• flared gas worth $54bn
• $100bn in upfront investment required to eliminate flaring
Nigeria, the U.S., Russia and six other countries are the world’s largest gas flaring nations, responsible for 83 percent of global gas flaring in 2025, says the World Bank Global Flaring and Methane Reduction Partnership (GFMRP) in collaboration with the Payne Institute at the Colorado School of Mines.
According to the report, the volume of gas flared in 2025 exceeded the total amount of liquefied natural gas that transited the Persian Gulf in the year under review, and was nearly equal to all of Africa’s annual gas consumption of approximately 185 billion cubic metres (bcm).
In addition, more than 60 percent of the global increase in flaring during 2025 came from just three countries — Russia, Mexico and Iran. These countries together increased flaring by about 6 billion cubic metres (bcm), nearly three times the total reductions achieved by all countries that lowered their flaring during the year. Russia remained the world’s largest flaring country, with flaring increasing by 9 percent year-on-year.
A new report released by the World Bank in June, said the 83 percent gas flared by these nine countries is more than four-fifths of global gas flaring in 2025 while producing only 46 percent of the world’s oil.
The nine largest flaring countries in descending order are Russia, Iran, Iraq, Venezuela, Mexico, Libya, Algeria, Nigeria and the United States. They were responsible for the vast majority of global flare volumes.
The report indicates that global gas flaring increased for the third consecutive year, reaching 167 billion cubic metres (bcm) in 2025, up from 157 bcm the previous year (2024).
Gas flaring happens when natural gas produced alongside crude oil is burned at production sites, instead of being captured, processed and sold or used locally. The practice wastes a valuable energy resource, and contributes largely to the greenhouse gas (GHG) emissions.
According to the 2026 Global Gas Flaring Tracker report, an estimated 429 million tonnes of carbon dioxide equivalent emissions were generated by flaring in 2025, including about 50 million tonnes from unburned methane.
The lost gas was valued at an estimated $54 billion, indicating both the economic and environmental costs of continued flaring.
To eliminate routine gas flaring worldwide, the report says it would require between $70 billion to $100 billion in upfront investment.
The World Bank says the technologies needed to capture and utilise associated gas are already commercially available. However, rather than technological limitations, the main obstacles comprise inadequate pipeline infrastructure, limited gas markets, lack of financing and weak regulatory enforcement.
Benefits of flaring reduction
What does the world gain from eliminating or drastic reduction in flaring? The World Bank says, reducing routine flaring could help countries such as Egypt, India and Iraq cut expensive gas imports, improve electricity generation and expand access to clean cooking fuels. For example, 1bcm of natural gas can generate around four billion (4bn) kilowatt-hours of electricity, enough to make a significant contribution to underserved regions.

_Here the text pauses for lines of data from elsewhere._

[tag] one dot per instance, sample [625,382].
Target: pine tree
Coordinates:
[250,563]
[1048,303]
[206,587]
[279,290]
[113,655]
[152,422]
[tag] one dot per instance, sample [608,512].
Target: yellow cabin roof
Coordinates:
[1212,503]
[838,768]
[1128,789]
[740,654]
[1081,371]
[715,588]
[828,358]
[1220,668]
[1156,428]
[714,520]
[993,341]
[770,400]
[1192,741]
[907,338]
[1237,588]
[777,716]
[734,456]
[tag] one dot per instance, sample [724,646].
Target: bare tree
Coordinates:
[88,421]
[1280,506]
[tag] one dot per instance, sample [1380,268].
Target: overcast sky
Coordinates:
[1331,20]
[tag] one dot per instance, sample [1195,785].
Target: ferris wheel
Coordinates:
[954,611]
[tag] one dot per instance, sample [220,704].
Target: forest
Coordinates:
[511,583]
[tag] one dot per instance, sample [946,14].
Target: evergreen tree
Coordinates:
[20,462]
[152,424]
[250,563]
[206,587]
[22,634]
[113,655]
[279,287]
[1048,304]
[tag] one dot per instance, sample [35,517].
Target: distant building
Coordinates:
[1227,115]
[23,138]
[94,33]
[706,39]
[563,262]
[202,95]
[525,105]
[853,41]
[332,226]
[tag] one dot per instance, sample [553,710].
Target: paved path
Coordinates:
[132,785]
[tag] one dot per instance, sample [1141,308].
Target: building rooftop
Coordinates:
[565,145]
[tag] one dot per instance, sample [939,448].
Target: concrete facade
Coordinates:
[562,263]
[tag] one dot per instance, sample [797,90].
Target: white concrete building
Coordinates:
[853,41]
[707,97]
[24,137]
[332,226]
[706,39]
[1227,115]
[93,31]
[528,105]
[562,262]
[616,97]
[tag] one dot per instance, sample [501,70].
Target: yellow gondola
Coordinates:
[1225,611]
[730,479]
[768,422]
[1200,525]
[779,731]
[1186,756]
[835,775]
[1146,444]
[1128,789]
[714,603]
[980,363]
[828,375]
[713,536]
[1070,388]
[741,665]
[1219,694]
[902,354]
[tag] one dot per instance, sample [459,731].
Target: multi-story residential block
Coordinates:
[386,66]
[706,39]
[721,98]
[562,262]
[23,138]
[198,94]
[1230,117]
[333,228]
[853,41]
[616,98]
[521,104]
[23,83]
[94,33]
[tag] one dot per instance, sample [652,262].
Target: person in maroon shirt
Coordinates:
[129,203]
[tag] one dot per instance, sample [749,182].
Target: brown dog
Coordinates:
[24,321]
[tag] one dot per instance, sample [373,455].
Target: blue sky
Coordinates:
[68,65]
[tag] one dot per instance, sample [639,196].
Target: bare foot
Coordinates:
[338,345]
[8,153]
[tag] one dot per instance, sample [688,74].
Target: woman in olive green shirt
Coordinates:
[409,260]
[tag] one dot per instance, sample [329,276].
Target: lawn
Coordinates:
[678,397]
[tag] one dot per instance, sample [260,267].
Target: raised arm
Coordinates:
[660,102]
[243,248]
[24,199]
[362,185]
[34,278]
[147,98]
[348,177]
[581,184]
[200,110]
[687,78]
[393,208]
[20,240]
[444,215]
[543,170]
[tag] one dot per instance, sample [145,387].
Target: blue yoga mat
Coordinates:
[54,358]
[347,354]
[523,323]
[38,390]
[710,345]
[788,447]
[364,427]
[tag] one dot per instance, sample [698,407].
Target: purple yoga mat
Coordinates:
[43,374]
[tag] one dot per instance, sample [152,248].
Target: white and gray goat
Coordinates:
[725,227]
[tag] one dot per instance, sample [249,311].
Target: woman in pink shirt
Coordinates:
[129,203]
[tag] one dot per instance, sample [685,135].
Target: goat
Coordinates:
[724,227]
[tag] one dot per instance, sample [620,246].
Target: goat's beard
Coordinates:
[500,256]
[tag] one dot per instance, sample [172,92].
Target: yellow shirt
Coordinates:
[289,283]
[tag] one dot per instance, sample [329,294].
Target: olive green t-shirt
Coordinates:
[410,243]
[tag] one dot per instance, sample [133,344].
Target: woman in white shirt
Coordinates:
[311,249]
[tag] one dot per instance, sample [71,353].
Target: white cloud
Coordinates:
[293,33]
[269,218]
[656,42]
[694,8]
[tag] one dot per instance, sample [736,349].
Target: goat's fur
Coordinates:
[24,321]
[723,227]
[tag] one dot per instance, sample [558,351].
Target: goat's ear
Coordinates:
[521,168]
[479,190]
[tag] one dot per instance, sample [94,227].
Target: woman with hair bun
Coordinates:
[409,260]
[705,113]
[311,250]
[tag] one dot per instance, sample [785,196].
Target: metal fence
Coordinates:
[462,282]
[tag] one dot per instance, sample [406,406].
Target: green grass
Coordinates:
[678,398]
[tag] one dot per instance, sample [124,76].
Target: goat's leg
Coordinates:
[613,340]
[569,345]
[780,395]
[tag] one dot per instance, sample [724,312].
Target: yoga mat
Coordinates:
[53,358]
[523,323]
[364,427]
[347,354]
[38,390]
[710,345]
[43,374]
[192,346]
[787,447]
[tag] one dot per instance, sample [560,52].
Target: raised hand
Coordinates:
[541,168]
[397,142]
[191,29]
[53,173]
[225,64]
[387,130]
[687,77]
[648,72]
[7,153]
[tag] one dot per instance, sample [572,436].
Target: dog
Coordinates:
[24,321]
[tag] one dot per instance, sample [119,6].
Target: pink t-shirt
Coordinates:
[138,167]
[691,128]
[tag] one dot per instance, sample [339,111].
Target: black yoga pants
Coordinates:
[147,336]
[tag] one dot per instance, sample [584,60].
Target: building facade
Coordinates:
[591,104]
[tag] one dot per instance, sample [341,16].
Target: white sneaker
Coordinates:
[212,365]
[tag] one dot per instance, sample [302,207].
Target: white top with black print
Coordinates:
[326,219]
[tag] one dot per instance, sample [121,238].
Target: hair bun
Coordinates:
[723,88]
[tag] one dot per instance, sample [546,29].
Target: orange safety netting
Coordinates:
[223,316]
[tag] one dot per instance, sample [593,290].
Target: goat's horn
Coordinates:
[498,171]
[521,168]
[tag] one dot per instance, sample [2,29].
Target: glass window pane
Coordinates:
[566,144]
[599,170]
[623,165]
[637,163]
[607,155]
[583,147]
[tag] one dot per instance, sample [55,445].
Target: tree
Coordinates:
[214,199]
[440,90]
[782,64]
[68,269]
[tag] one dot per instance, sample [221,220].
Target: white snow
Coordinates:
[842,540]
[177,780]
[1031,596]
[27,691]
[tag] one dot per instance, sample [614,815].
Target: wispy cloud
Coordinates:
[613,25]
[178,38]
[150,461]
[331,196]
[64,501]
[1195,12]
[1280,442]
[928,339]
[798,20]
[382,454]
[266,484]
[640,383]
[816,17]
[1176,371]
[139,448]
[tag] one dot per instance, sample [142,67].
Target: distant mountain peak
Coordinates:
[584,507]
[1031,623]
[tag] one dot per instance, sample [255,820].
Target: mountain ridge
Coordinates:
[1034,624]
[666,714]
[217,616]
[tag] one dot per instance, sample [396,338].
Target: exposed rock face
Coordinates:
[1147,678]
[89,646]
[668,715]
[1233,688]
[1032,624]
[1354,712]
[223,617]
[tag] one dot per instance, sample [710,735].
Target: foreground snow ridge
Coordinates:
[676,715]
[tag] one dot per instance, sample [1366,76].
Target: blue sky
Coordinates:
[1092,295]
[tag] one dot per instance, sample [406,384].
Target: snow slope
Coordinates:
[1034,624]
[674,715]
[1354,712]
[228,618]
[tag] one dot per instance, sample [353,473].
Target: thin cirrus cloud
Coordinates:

Countries such as Nigeria, Angola, and the Republic of Congo, where large quantities of associated gas are flared despite low electricity access, could particularly benefit from improved gas utilisation.
Positive developments
Despite the global increase, some countries demonstrated that substantial reductions are achievable. The United States recorded the largest absolute decline in flaring during 2025, reducing volumes by 7 percent following the commissioning of the Matterhorn Express pipeline in the Permian Basin. Kazakhstan has reduced flaring by 87 percent since 2012 through a combination of stronger regulations, government commitment and targeted infrastructure investments.
The World Bank said these examples show that sustained policy support and investment can significantly reduce gas flaring while improving energy security, creating economic opportunities and lowering greenhouse gas emissions.